Businesses to increase B2B spend to drive growth
B2B spending it expected to grow at an average of 1.4% in the second quarter, compared to the same period in 2020.
That equates to an additional £5bn in B2B spending from UK businesses, as 70% of companies say they feel more optimistic about their prospects over the next 12 months.
The study by American Express and the Centre for Business and Economic Research (CEBR) shows the UK has been hardest hit by the pandemic’s impact on business revenues. This is compared to Australia, Canada, Japan, Mexico and the US.
But confidence is growing, likely boosted by the UK’s vaccine roll-out and gradual easing of restrictions. This is supported by the latest GDP growth estimates from the CEBR, which predicts UK GDP growth of 7.1% in 2021.
Source: American Express/CEBR
Marketers up spend on email marketing
Email marketing budgets have increased since the onset of the pandemic, with the average proportion of marketing budget spent on email now at 21.3%, the first time it has passed the 20% mark.
Just under half of businesses (45%) spend more than 20% of their marketing budget on email, the highest proportion on record since the DMA began tracking email spend in 2015.
Marketers estimate email’s return on investment to be £38.33 for every £1 spent, up from £29.64 in 2016.
Email is also the most used channel for brands to engage with consumers across the customer journey (72%), followed by social media (66%) and online ads (59%).
Consumers return to smaller, more frequent shops
There are signs people are returning to doing smaller shops rather than one big weekly shop, as basket sizes have fallen for the past three months in a row. The average shop now stands at £22.82, the lowest since March last year.

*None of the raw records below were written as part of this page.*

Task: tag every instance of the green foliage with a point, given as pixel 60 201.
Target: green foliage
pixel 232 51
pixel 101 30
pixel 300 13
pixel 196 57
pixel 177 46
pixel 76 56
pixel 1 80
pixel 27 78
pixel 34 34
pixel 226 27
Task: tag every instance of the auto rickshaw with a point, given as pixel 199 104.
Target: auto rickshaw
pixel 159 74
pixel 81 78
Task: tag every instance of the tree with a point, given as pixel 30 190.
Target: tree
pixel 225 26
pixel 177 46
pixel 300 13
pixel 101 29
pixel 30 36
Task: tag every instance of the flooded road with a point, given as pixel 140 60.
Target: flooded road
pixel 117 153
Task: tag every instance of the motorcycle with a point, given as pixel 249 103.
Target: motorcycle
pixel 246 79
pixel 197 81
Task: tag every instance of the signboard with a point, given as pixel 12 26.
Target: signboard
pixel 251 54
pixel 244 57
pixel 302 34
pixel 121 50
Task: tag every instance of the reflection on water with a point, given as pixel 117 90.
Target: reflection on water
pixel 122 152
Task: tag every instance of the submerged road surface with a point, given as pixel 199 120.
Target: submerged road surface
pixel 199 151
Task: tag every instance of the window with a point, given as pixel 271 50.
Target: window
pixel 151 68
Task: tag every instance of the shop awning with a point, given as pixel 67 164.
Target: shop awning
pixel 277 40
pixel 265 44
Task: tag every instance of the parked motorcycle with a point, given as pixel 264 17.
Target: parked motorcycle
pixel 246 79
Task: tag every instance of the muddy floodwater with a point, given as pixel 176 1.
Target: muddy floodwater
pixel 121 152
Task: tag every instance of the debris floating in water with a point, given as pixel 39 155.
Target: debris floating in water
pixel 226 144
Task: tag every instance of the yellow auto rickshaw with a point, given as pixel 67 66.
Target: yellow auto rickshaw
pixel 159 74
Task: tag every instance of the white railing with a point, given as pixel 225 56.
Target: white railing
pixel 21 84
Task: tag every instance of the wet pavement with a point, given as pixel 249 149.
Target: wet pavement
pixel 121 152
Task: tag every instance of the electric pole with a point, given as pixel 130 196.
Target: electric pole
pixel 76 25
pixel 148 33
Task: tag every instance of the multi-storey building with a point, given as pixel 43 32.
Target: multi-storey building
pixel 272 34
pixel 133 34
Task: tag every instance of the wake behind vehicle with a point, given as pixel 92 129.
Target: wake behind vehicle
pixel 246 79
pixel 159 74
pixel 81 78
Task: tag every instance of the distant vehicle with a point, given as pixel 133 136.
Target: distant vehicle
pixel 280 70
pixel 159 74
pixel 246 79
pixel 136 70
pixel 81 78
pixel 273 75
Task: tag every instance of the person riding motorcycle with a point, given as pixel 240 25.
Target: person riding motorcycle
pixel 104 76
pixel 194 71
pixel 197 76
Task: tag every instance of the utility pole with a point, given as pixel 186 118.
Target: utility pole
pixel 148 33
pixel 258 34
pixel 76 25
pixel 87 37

Overall, take-home grocery sales for the 12 weeks to 16 May fell by 0.4%, but this is compared to the first three months of the pandemic last year when consumers were stocking up and panic buying. When comparing the figure to the same period in 2019, it shows shoppers spent an additional £3.8bn.
Looking at specific supermarkets, Aldi and Lidl both grew ahead of the market and gained market share during the period. Sales have been impacted of late as shoppers switched to online and opted for fewer store visits, but Aldi increased take-home sales by 5.2% over the period, while Lidl’s sales were up by 4.6%.
As a result, Aldi saw its market share rise by 0.4 percentage points to 8.1% and Lidl’s increased by 0.3 percentage points to 6.2%, according to the latest take-home grocery figures from Kantar.
Ocado was the fastest growing supermarket, with sales up 15.4% compared to the same period in 2020. Its market share increased by 0.2 percentage points.
Of the big four supermarkets, Asda was the biggest winner, increasing sales by 1.9% over the period, followed by Sainsbury’s (up 0.7%), Morrisons (0.3%) and Tesco where sales remained flat. All increased market share by 0.1 percentage points.
UK tourism set for slow recovery
UK tourism is expected to be worth half what it was in 2019, as Britain prepares for a slow recovery from the pandemic.
Domestic tourism is likely to be worth £51.4bn in 2021, significantly down from £91.6bn two years ago, according to forecasts by VisitBritain.
Meanwhile spending by foreign tourists is expected to be even worse hit, down from £28.4bn in 2019 to just £6.2bn this year.
These figures have been released ahead of a summit in which VisitBritain and VisitEngland are bringing together UK tourism leaders to discuss the sector’s recovery.
Last year, the UK suffered a £58bn blow to the economy as domestic tourism dropped by about two-thirds on account of Covid restrictions, forcing many to cancel and postpone plans.
But despite the forecast for this year, analysts have suggested demand may well outstrip supply for UK holidays as foreign trips are off the table for many.
Most London firms aim to return to office by September
Three-quarters (74%) of firms are planning to return to their office by September of this year.
More than a half (51%) of the 142 companies surveyed say they will do so by the end of June.
The benefits of working in an office environment were seen as the big pull for a summer return, with 71% of respondents saying that being back among colleagues would lead to better collaboration.
However, 53% say they would be happier going back to the office if they didn’t have to use public transport.